Like the rest of the cryptocurrency market, the BTC coin is experiencing the consequences of the bankruptcy of the FTX exchange, which risks causing a “domino effect” and leading to significant losses for other large companies in the digital sector. Currently, a direct consequence of this event is the loss of funds by millions of creditors and the financial problems of more than a dozen cryptocurrency platforms, including Galaxy Digital, Sequoia Capital, BlockFi, Crypto.com, and others. Investors are most wary of the current situation with a subsidiary of the Digital Currency Group: Genesis Global Capital offered investors to issue loans in cryptocurrencies at a high interest rate. This service was also used by the FTX exchange, secured by its own FTT token, and after its closure, the Digital Currency Group experienced a liquidity deficit of 1.0B dollars, which has not yet been closed. According to experts, the bankruptcy of the Digital Currency Group could have even more significant consequences for the cryptocurrency industry than the fall of FTX, as many digital enterprises will be deprived of the opportunity to raise additional capital.
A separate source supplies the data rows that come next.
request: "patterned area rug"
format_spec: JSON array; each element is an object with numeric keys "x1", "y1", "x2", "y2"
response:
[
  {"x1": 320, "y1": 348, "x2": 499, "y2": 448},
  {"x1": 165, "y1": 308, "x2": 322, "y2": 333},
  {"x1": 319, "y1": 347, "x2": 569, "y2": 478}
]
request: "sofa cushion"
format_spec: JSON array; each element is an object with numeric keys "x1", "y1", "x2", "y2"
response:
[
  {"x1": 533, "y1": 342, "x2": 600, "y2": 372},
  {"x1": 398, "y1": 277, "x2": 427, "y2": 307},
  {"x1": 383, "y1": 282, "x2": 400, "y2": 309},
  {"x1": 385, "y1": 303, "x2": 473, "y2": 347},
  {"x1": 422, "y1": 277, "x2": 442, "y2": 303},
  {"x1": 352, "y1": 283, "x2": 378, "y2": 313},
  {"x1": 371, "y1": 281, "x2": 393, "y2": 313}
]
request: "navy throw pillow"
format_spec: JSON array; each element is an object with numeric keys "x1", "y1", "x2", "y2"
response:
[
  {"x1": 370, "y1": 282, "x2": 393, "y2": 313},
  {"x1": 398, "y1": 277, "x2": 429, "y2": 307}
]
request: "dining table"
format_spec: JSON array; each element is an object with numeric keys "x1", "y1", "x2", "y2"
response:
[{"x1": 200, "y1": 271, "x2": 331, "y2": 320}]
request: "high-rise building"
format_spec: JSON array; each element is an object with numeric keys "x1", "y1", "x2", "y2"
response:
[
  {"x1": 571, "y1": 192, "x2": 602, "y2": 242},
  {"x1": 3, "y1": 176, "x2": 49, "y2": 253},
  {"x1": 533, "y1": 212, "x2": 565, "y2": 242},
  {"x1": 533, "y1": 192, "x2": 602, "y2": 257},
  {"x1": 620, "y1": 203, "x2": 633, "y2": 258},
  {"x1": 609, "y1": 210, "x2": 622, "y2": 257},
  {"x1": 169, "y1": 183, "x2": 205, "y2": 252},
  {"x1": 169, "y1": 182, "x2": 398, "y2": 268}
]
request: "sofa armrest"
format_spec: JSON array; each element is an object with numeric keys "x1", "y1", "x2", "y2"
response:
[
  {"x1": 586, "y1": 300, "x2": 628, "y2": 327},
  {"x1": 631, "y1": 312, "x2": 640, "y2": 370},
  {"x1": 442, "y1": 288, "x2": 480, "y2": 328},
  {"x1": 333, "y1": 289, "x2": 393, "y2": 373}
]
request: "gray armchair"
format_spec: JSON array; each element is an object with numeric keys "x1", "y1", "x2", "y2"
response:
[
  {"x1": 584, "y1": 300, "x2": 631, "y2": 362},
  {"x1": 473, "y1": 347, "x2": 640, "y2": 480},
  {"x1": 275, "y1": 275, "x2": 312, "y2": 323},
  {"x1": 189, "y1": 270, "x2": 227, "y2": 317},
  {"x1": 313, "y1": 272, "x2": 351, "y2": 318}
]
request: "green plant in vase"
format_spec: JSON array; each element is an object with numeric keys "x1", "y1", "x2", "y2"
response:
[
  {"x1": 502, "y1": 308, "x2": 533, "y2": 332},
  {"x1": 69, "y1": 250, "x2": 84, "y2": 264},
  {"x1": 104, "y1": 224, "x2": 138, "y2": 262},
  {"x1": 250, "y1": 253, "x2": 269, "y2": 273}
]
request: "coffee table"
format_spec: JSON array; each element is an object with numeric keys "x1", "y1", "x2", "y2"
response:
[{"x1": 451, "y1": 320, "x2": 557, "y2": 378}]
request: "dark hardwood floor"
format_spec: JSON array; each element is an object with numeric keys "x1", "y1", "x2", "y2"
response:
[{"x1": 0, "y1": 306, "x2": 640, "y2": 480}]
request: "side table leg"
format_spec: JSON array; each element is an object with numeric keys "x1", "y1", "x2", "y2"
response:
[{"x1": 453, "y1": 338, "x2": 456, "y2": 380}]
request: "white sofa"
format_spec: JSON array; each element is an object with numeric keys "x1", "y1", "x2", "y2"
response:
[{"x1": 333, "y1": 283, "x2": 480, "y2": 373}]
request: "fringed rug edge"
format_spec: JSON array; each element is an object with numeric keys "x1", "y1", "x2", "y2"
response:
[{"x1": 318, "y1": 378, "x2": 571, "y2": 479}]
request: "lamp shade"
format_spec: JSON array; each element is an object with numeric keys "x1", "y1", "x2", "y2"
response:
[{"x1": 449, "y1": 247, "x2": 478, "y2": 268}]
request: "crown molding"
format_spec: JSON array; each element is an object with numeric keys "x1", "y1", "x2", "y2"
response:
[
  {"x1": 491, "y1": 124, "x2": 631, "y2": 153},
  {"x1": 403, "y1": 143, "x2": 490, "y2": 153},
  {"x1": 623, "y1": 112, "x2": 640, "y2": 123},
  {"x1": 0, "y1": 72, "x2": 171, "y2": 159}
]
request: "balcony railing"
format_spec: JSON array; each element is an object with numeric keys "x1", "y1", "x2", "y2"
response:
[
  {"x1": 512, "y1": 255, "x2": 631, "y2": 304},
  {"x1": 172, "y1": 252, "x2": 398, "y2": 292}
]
Community members understand this danger and are creating a fund under the auspices of the Binance exchange to support companies affected by the crisis. The total amount of funds allocated for this may reach several billion dollars, but whether they will help stabilize the market is still unknown.
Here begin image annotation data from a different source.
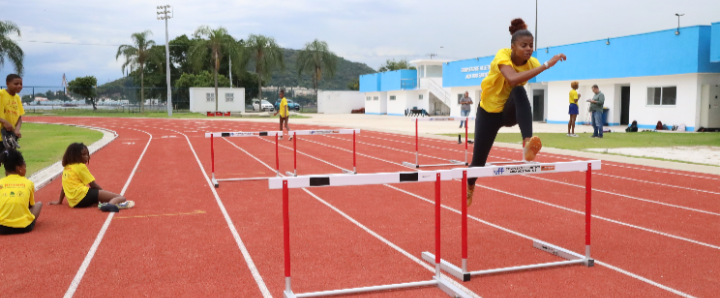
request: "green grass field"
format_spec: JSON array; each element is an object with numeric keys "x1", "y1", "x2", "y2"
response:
[
  {"x1": 444, "y1": 132, "x2": 720, "y2": 150},
  {"x1": 25, "y1": 107, "x2": 308, "y2": 119},
  {"x1": 18, "y1": 123, "x2": 102, "y2": 177}
]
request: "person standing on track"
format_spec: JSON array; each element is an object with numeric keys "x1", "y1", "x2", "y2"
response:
[
  {"x1": 0, "y1": 148, "x2": 42, "y2": 235},
  {"x1": 568, "y1": 81, "x2": 580, "y2": 138},
  {"x1": 273, "y1": 89, "x2": 292, "y2": 141},
  {"x1": 49, "y1": 143, "x2": 135, "y2": 212},
  {"x1": 466, "y1": 19, "x2": 567, "y2": 206},
  {"x1": 460, "y1": 91, "x2": 472, "y2": 128}
]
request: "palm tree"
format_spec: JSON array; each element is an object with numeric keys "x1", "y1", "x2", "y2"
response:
[
  {"x1": 0, "y1": 21, "x2": 25, "y2": 75},
  {"x1": 245, "y1": 34, "x2": 285, "y2": 99},
  {"x1": 115, "y1": 30, "x2": 155, "y2": 113},
  {"x1": 189, "y1": 26, "x2": 244, "y2": 111},
  {"x1": 297, "y1": 39, "x2": 338, "y2": 95}
]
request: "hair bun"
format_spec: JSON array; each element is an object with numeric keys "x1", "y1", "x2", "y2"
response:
[{"x1": 510, "y1": 18, "x2": 527, "y2": 35}]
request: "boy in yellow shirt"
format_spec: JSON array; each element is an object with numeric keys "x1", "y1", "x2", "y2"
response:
[
  {"x1": 0, "y1": 148, "x2": 42, "y2": 235},
  {"x1": 0, "y1": 74, "x2": 25, "y2": 149}
]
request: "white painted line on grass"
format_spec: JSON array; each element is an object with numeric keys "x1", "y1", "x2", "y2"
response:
[{"x1": 63, "y1": 129, "x2": 152, "y2": 298}]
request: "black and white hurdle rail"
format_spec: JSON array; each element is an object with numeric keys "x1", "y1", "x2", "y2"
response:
[
  {"x1": 205, "y1": 131, "x2": 283, "y2": 188},
  {"x1": 403, "y1": 117, "x2": 475, "y2": 169},
  {"x1": 268, "y1": 171, "x2": 471, "y2": 298},
  {"x1": 286, "y1": 129, "x2": 360, "y2": 177},
  {"x1": 422, "y1": 160, "x2": 601, "y2": 281}
]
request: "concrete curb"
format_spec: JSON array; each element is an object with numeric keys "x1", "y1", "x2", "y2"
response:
[{"x1": 28, "y1": 122, "x2": 118, "y2": 191}]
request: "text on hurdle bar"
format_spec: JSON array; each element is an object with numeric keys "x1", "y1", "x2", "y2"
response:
[{"x1": 205, "y1": 131, "x2": 283, "y2": 138}]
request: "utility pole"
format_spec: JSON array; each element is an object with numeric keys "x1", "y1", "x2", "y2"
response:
[{"x1": 157, "y1": 5, "x2": 173, "y2": 117}]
Most analysts expect that BTC will continue to decline in the medium term, and the most negative scenario suggests that its price may drop to around 7000.00.
The trading instrument tends to 15700.00 (an area of the year’s lows), the breakdown of which will give the prospect of further decline to 15000.00 (Murrey level [0/8]), 13750.00 (Murrey level [–1/8]). In case of the breakout of 17500.00 (Murrey level [6/8], the upper line of Bollinger bands), it will be possible to resume growth around 19100.00 (Fibonacci correction 38.2%) and 20000.00 (Murrey level [4/8], Fibonacci correction 50.0 %).
Technical indicators do not give a single signal: Bollinger bands are directed downwards but are narrowing, as happens before a serious price movement, Stochastic is downwards, and the MACD is decreasing in the negative zone.
Resistance levels: 17500.00, 19100.00, 20000.00. | Support levels: 15700.00, 15000.00, 13750.00.